Stephanie J. Nahas, MD, MSEd, FAHS, FAAN: But it can take as long as it takes. With a drug or a treatment that’s as benign relatively, compared with the oral agents, we can give it a really long time. During that time, we can do other things, but my philosophy is, let’s get this started. You might feel better within a week. There are some data to suggest that some patients even feel better the next day, particularly for the IV eptinezumab.

But generally, it’s going to take a bit longer. I like to give it at least 3 months, as long as it’s not causing a problem. By and large, these treatments don’t usually cause a problem. The biggest problem is an injection site reaction that includes pain, redness, or swelling from putting the needle in. That’s just something we’re going to have to accept. It’s the nature of the treatment. But I’ve encouraged patients, even those who haven’t responded after 3 months, to just let it keep going if there’s not a compelling reason to switch course, or to switch to a different product entirely. I’ve seen patients take 6 months, 9 months, or even close to a year on stable therapy before we actually start to see that we’re making some inroads.

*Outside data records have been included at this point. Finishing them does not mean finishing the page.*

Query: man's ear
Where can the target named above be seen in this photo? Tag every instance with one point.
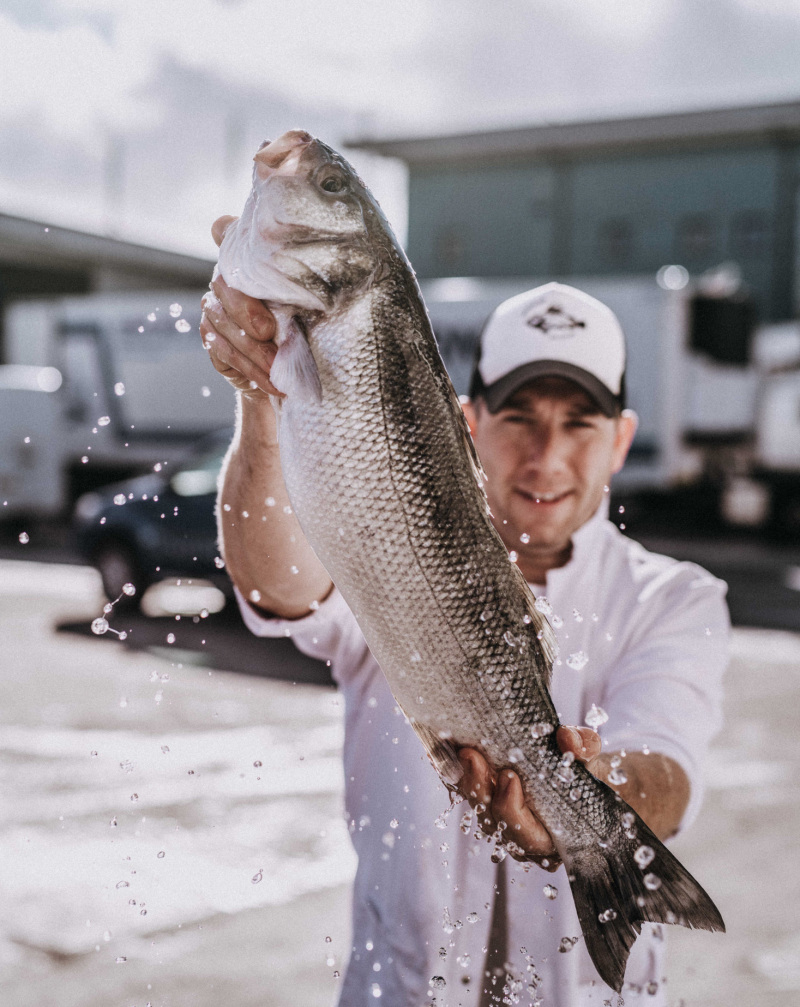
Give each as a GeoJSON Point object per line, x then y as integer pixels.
{"type": "Point", "coordinates": [624, 438]}
{"type": "Point", "coordinates": [470, 412]}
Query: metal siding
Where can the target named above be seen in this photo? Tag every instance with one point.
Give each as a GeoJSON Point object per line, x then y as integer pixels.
{"type": "Point", "coordinates": [492, 221]}
{"type": "Point", "coordinates": [659, 194]}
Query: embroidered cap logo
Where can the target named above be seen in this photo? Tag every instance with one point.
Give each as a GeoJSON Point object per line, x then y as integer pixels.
{"type": "Point", "coordinates": [554, 321]}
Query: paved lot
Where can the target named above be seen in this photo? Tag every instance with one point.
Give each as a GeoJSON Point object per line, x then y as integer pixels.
{"type": "Point", "coordinates": [75, 885]}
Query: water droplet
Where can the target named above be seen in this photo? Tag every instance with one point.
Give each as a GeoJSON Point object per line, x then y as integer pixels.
{"type": "Point", "coordinates": [595, 717]}
{"type": "Point", "coordinates": [645, 855]}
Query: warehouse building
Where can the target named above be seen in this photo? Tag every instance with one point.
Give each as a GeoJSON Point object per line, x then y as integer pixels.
{"type": "Point", "coordinates": [611, 197]}
{"type": "Point", "coordinates": [41, 260]}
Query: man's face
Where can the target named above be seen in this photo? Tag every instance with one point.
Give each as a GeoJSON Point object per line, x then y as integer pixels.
{"type": "Point", "coordinates": [548, 453]}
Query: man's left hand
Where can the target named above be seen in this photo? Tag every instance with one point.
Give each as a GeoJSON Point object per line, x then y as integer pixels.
{"type": "Point", "coordinates": [502, 800]}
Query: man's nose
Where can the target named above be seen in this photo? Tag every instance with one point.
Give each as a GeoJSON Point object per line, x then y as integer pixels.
{"type": "Point", "coordinates": [545, 448]}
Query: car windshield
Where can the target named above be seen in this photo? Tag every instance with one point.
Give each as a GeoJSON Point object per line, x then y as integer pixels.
{"type": "Point", "coordinates": [200, 476]}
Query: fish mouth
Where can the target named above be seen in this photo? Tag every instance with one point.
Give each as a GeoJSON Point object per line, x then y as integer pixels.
{"type": "Point", "coordinates": [283, 155]}
{"type": "Point", "coordinates": [291, 153]}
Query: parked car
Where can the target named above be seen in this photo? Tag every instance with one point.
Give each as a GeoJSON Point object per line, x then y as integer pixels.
{"type": "Point", "coordinates": [156, 526]}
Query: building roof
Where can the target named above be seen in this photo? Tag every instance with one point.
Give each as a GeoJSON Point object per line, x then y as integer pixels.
{"type": "Point", "coordinates": [751, 122]}
{"type": "Point", "coordinates": [23, 241]}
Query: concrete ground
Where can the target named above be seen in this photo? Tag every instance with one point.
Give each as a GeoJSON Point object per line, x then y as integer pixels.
{"type": "Point", "coordinates": [112, 755]}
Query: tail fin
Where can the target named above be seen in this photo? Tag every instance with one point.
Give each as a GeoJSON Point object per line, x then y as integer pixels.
{"type": "Point", "coordinates": [616, 891]}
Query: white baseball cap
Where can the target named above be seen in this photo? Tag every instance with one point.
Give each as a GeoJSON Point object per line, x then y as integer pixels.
{"type": "Point", "coordinates": [553, 330]}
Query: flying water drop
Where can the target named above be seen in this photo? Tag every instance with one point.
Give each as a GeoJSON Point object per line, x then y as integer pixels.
{"type": "Point", "coordinates": [595, 717]}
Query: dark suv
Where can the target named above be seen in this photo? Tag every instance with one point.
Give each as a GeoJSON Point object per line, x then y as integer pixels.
{"type": "Point", "coordinates": [155, 526]}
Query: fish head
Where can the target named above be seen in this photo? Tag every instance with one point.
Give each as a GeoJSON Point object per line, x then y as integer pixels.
{"type": "Point", "coordinates": [313, 233]}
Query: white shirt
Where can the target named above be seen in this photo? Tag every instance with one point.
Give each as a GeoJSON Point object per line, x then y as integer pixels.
{"type": "Point", "coordinates": [641, 635]}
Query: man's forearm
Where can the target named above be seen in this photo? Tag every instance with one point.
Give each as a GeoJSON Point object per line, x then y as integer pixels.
{"type": "Point", "coordinates": [656, 787]}
{"type": "Point", "coordinates": [265, 551]}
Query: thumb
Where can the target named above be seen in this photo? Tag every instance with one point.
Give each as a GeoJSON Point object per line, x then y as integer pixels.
{"type": "Point", "coordinates": [220, 226]}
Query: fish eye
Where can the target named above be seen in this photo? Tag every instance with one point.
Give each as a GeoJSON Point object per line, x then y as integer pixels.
{"type": "Point", "coordinates": [334, 183]}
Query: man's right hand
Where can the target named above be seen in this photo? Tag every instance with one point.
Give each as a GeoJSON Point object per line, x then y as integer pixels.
{"type": "Point", "coordinates": [239, 332]}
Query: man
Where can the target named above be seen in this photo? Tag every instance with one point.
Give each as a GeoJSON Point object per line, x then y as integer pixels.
{"type": "Point", "coordinates": [641, 636]}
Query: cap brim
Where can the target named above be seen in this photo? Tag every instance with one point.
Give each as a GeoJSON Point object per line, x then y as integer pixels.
{"type": "Point", "coordinates": [496, 395]}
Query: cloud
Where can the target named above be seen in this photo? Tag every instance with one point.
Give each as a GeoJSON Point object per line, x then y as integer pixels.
{"type": "Point", "coordinates": [180, 94]}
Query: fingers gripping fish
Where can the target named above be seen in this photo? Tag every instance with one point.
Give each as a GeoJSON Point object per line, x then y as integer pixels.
{"type": "Point", "coordinates": [384, 479]}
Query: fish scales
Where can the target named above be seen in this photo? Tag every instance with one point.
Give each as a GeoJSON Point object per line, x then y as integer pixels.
{"type": "Point", "coordinates": [382, 475]}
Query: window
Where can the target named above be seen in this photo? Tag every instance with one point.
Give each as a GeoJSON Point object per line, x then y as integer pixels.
{"type": "Point", "coordinates": [616, 243]}
{"type": "Point", "coordinates": [749, 233]}
{"type": "Point", "coordinates": [695, 237]}
{"type": "Point", "coordinates": [450, 246]}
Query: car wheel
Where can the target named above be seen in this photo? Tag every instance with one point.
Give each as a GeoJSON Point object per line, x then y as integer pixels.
{"type": "Point", "coordinates": [117, 565]}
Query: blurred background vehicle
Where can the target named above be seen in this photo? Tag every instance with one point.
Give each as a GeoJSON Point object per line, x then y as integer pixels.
{"type": "Point", "coordinates": [100, 388]}
{"type": "Point", "coordinates": [155, 527]}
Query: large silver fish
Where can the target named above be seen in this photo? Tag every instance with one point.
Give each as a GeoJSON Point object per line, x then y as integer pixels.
{"type": "Point", "coordinates": [382, 474]}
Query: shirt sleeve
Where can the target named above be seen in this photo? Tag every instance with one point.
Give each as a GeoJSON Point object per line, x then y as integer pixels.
{"type": "Point", "coordinates": [666, 693]}
{"type": "Point", "coordinates": [328, 633]}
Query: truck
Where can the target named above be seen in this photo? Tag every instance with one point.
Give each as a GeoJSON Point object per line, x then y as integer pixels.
{"type": "Point", "coordinates": [98, 389]}
{"type": "Point", "coordinates": [716, 394]}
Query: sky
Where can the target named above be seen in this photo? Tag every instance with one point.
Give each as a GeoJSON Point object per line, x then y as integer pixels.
{"type": "Point", "coordinates": [139, 118]}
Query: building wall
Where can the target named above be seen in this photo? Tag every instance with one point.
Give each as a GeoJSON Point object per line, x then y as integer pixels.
{"type": "Point", "coordinates": [615, 213]}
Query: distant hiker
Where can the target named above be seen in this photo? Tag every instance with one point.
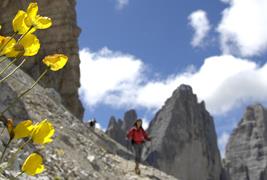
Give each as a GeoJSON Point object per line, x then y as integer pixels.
{"type": "Point", "coordinates": [92, 123]}
{"type": "Point", "coordinates": [138, 136]}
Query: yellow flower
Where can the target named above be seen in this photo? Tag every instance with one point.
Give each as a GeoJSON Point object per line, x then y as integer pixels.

Granted, that might be because of a number of the other things that we’re doing in managing their problem over these repeated visits during that period. But again, if it’s low impact and low risk with the potential for high reward, let’s just keep going with it. Some patients are impatient, and if 2 months go by and they don’t see anything, they want to switch. “OK, we’ll switch you to another,” but I try to encourage them to stay in this pathway. These drugs work similarly and perform similarly, at least in clinical trials. We get the sense that they perform similarly in populations.

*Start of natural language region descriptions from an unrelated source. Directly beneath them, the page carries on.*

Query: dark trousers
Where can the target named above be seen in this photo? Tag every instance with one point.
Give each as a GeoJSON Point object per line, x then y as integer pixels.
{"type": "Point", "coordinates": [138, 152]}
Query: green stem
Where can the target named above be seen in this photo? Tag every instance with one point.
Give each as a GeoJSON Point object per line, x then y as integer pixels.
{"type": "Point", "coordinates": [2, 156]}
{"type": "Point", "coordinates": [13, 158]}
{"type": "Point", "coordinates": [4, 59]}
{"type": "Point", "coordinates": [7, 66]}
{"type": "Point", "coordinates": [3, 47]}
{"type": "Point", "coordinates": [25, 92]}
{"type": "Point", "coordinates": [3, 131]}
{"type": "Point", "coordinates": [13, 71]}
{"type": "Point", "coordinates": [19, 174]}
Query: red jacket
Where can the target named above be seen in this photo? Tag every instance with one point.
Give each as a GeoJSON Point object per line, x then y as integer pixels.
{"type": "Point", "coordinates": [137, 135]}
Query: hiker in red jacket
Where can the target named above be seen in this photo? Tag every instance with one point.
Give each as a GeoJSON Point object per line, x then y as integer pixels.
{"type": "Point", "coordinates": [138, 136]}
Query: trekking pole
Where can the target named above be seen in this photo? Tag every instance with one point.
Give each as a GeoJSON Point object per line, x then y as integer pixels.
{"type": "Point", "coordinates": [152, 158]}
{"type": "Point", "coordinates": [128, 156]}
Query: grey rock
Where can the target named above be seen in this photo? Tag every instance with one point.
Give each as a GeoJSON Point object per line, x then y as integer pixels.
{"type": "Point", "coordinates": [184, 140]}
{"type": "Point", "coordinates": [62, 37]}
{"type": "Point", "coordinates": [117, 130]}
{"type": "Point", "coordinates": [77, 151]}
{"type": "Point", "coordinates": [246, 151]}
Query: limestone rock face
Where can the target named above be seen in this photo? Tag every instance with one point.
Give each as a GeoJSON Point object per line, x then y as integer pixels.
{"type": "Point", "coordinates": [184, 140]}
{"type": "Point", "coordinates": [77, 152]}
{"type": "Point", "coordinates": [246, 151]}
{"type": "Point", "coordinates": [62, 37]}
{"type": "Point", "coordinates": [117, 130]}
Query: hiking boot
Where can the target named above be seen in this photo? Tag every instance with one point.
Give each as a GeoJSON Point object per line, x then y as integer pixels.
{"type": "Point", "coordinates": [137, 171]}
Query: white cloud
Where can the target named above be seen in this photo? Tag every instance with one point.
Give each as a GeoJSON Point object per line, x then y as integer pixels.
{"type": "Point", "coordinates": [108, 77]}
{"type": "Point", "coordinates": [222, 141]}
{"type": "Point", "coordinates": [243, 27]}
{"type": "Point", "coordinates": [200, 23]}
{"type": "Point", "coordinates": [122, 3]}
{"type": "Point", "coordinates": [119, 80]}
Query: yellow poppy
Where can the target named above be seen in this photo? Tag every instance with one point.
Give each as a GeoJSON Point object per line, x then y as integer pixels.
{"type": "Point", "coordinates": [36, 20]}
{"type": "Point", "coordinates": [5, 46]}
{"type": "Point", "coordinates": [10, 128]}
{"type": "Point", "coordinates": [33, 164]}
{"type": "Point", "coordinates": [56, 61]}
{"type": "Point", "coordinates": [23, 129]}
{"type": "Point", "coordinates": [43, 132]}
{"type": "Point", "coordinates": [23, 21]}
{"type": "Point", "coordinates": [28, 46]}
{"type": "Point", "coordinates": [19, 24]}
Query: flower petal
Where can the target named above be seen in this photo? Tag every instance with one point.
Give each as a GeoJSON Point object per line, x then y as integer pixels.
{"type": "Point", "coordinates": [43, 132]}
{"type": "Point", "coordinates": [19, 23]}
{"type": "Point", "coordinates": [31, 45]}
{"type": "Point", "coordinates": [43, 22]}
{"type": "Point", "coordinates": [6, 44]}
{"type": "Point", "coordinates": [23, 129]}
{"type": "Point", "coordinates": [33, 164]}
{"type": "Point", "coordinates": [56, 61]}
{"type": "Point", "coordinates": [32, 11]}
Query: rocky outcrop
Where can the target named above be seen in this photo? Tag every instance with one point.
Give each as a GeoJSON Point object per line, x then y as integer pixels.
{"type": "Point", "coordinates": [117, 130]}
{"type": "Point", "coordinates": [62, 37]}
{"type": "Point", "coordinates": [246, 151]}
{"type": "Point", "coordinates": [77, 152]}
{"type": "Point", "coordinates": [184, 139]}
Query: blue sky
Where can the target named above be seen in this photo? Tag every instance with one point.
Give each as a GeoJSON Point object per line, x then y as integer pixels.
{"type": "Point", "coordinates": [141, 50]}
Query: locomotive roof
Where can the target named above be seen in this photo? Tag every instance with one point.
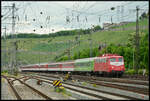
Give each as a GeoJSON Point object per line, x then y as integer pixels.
{"type": "Point", "coordinates": [86, 59]}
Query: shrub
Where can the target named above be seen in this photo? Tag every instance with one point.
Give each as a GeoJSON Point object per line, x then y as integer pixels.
{"type": "Point", "coordinates": [131, 71]}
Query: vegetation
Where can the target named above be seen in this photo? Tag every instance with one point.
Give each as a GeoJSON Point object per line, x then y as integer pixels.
{"type": "Point", "coordinates": [48, 48]}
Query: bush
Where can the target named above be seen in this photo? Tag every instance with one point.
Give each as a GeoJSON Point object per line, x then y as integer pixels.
{"type": "Point", "coordinates": [131, 71]}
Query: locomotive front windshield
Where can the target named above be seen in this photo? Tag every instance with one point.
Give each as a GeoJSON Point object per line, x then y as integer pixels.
{"type": "Point", "coordinates": [120, 60]}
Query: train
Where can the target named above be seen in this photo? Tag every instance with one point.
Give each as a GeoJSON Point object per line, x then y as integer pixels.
{"type": "Point", "coordinates": [109, 64]}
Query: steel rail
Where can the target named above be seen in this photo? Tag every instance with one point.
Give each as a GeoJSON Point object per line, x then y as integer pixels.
{"type": "Point", "coordinates": [14, 90]}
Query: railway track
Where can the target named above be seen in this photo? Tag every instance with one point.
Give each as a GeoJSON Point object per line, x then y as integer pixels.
{"type": "Point", "coordinates": [10, 81]}
{"type": "Point", "coordinates": [131, 89]}
{"type": "Point", "coordinates": [85, 90]}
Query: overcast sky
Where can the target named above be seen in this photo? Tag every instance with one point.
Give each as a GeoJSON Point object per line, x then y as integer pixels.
{"type": "Point", "coordinates": [52, 15]}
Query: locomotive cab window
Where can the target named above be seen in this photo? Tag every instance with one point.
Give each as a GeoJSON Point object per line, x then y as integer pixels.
{"type": "Point", "coordinates": [120, 60]}
{"type": "Point", "coordinates": [112, 59]}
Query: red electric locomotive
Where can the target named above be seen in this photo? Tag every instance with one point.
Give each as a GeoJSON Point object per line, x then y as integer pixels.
{"type": "Point", "coordinates": [112, 64]}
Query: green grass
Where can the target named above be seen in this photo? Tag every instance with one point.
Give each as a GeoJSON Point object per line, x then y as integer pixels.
{"type": "Point", "coordinates": [51, 47]}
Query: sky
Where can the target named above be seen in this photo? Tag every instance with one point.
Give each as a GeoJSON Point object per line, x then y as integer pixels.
{"type": "Point", "coordinates": [45, 17]}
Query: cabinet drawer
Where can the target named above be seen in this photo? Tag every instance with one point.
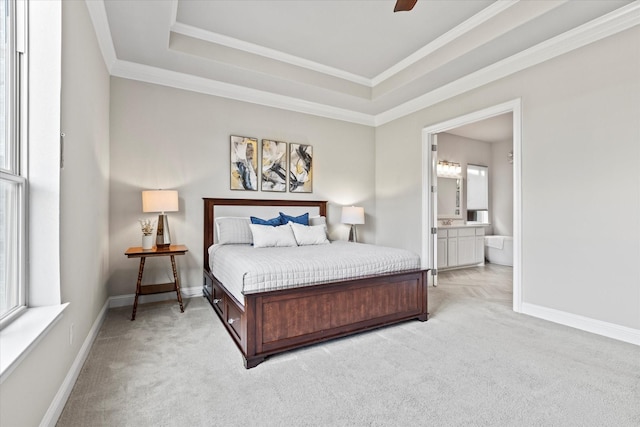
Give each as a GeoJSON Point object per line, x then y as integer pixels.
{"type": "Point", "coordinates": [218, 300]}
{"type": "Point", "coordinates": [234, 319]}
{"type": "Point", "coordinates": [464, 232]}
{"type": "Point", "coordinates": [207, 287]}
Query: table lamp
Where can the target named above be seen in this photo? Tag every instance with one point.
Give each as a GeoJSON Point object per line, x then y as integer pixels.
{"type": "Point", "coordinates": [161, 201]}
{"type": "Point", "coordinates": [352, 215]}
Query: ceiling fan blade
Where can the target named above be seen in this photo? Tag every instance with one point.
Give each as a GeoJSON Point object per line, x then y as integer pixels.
{"type": "Point", "coordinates": [404, 5]}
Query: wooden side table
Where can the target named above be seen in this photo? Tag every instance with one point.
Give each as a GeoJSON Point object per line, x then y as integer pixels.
{"type": "Point", "coordinates": [143, 254]}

If I had someone on drug A for 3 months and then switched them to drug B, and they got better in month 4, am I really sure it was drug B that did the trick? Or was it that they were on therapy for 4 months? Any of these could’ve worked. We just had to stick with it long enough. I don’t know and I don’t care, as long as they get better.

Neil Minkoff, MD: Yes, and I want to come right back to that. But I want to see if Dr Dodick is also in agreement about 3-or-more-months therapeutic trials across these agents.

David W. Dodick, MD: The American Headache Society has taken a position on this, that a 3-month trial is usually adequate for these treatments. But it’s nuanced. What do we mean by respond, right?

Neil Minkoff, MD: That was my next question, in fact.

David W. Dodick, MD: Yes. If a patient has noticed zero effect, and not even a partial effect, even on pain intensity, after 3 months, I’ll generally switch that patient. To Dr Nahas’ point, they may start to notice an effect within the first day or within the first week, but I wouldn’t consider them a responder yet. But if they’re starting to notice a response on either pain intensity or the number of days of migraine, in other words, they get a partial response. If the patient comes back and says to me, “I think something’s happening here. I think this may be working,” even though they haven’t had a “50%” reduction in the number of days, I’m going to stick with it. To Dr. Nahas’ point, as in every other prophylactic medication we use, there’s a cumulative response over time. As we turn things down in the brain, they tend to do better over time. But if a patient has had zero response after 3 months, I’m impatient and generally, the patient is impatient. I’m going to switch that patient.